La _3-x Si ₆ N ₁₁ : Ce ³⁺ _x

(0 < x &lt; = 0.1 in Chemical Formula 3)

Preferably, the second phosphor is selected from the group consisting of SCASN series phosphors represented by the following formula (4), CASN series phosphors represented by the following formula (5), SSN series phosphors represented by the following formula (6), BSSN series represented by the following formula A phosphor and a KSF-based phosphor represented by the following formula (8).

[Chemical Formula 4]

_{(Ca, Sr) 1-x} AlSiN 3: Eu 2+ x

(0 < x &lt; 0.50 in Chemical Formula 4)

[Chemical Formula 5]

Ca _1-x AlSiN ₃ : Eu ²⁺ _x

(0 < x &lt; 0.50 in Chemical Formula 5)

[Chemical Formula 6]

Sr _2-x Si ₅ N ₈ : Eu ²⁺ _x

(0 < x &lt; 0.50 in Chemical Formula 6)

(7)

(Ba, Sr) _2-x Si ₅ N ₈ : Eu ²⁺ _x

(0 < x &lt; 0.50 in Chemical Formula 7)

[Chemical Formula 8]

K ₂ Si _1-x F ₆ : Mn ⁴⁺ _x

(0 < x &lt; 0.20 in Chemical Formula 8)

Preferably, the phosphor may further include a third phosphor having a center wavelength of 490 to 505 nm, and the third phosphor may include a phosphor represented by the following formula (9), a phosphor represented by the following formula (10) And a phosphor.

[Chemical Formula 9]

_{(Ba, Mg) 3-a} Si 6-b O 3.5-c N 8.5-d (Li, Cl, F, P) 1-e: Eu 2+ a

0? A? 0.50, 0? B? 0.5, 0? C? 3.0, 0? D? 3.0, 0.01? E? 0.99)

[Chemical formula 10]

(Ba, Mg, Ca, Sr) _3-a Si ₆ O ₃ N ₈ : Eu ²⁺ _a

(In the formula (10), 0 < a? 0.50)

(11)

(Ba, Mg, Ca, Sr) _{1 - a} Si ₂ O ₂ N ₂ : Eu ²⁺ _a

(In the formula (11), 0 < a? 0.50)

According to the present invention, the blackbody locus (BBL) of the black body can be faithfully realized.

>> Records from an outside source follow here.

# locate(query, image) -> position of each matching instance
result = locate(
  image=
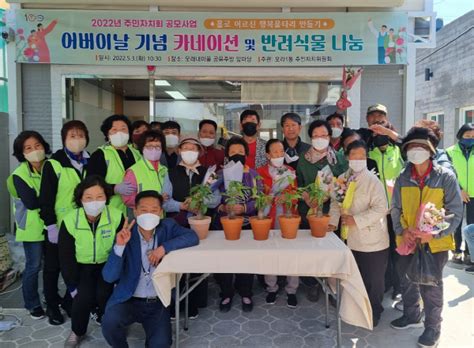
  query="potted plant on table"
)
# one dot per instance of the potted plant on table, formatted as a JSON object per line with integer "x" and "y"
{"x": 232, "y": 224}
{"x": 289, "y": 222}
{"x": 199, "y": 196}
{"x": 261, "y": 224}
{"x": 318, "y": 222}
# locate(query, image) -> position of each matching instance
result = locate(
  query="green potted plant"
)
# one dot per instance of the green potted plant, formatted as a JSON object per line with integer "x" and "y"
{"x": 289, "y": 222}
{"x": 261, "y": 224}
{"x": 199, "y": 196}
{"x": 318, "y": 222}
{"x": 232, "y": 224}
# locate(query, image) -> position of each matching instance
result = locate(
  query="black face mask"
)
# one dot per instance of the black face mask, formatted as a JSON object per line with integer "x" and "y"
{"x": 237, "y": 158}
{"x": 381, "y": 140}
{"x": 249, "y": 129}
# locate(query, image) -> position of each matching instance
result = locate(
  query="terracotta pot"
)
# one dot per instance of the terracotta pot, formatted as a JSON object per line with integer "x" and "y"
{"x": 260, "y": 227}
{"x": 201, "y": 227}
{"x": 289, "y": 226}
{"x": 318, "y": 225}
{"x": 232, "y": 227}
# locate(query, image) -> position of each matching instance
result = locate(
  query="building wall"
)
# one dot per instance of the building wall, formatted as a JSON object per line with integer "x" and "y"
{"x": 452, "y": 85}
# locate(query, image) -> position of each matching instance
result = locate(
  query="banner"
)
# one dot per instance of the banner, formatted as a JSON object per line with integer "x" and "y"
{"x": 209, "y": 39}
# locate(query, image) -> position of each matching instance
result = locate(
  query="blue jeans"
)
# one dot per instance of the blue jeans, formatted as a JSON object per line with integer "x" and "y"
{"x": 154, "y": 318}
{"x": 468, "y": 233}
{"x": 33, "y": 255}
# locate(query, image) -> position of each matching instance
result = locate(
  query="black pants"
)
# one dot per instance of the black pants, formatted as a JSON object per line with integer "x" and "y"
{"x": 92, "y": 290}
{"x": 469, "y": 209}
{"x": 392, "y": 279}
{"x": 243, "y": 284}
{"x": 372, "y": 267}
{"x": 51, "y": 273}
{"x": 432, "y": 295}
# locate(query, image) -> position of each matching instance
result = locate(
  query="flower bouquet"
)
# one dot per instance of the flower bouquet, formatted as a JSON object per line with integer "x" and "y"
{"x": 429, "y": 220}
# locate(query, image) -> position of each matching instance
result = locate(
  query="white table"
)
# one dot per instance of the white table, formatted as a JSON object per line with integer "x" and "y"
{"x": 323, "y": 258}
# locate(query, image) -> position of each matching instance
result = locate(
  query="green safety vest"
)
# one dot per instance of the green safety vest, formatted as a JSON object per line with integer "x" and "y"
{"x": 116, "y": 171}
{"x": 147, "y": 177}
{"x": 389, "y": 164}
{"x": 29, "y": 225}
{"x": 464, "y": 168}
{"x": 68, "y": 179}
{"x": 93, "y": 247}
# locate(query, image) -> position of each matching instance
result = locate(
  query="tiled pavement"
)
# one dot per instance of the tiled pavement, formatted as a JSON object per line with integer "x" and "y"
{"x": 271, "y": 325}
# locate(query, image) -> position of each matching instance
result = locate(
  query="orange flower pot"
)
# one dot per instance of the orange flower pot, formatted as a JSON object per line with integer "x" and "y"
{"x": 289, "y": 226}
{"x": 318, "y": 225}
{"x": 260, "y": 227}
{"x": 200, "y": 226}
{"x": 232, "y": 227}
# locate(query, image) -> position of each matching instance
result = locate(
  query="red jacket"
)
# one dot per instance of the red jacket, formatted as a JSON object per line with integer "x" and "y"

Specifically, the present invention includes a light emitting unit that emits white light of various color temperatures and faithfully realizes a color coordinate trajectory of a black body by effectively driving the same, thereby improving sleep quality, reducing depression, enhancing alertness and concentration, And the like.

In addition, the effect of phototoxicity can be suppressed by excluding a light source of a harmful wavelength band to the human body (eye).

The effects of the present invention are not limited to the effects mentioned above, and other effects not mentioned can be clearly understood to those of ordinary skill in the art from the following description.

FIG. 1 is a graph showing changes in cortisol and melatonin among human hormones during the day.
2 is a conceptual diagram of a light emitting device package according to an embodiment of the present invention.
3 is a conceptual diagram of a light emitting device package including a control unit according to an embodiment of the present invention.
4 is a view showing a blackbody locus (BBL) of a black body.
FIG. 5 is a view showing a color region that a light emitting device package according to an embodiment of the present invention can represent.
6 is a schematic view of a light emitting device package according to an embodiment of the present invention.
7 is a schematic view illustrating a light emitting device package according to an embodiment of the present invention.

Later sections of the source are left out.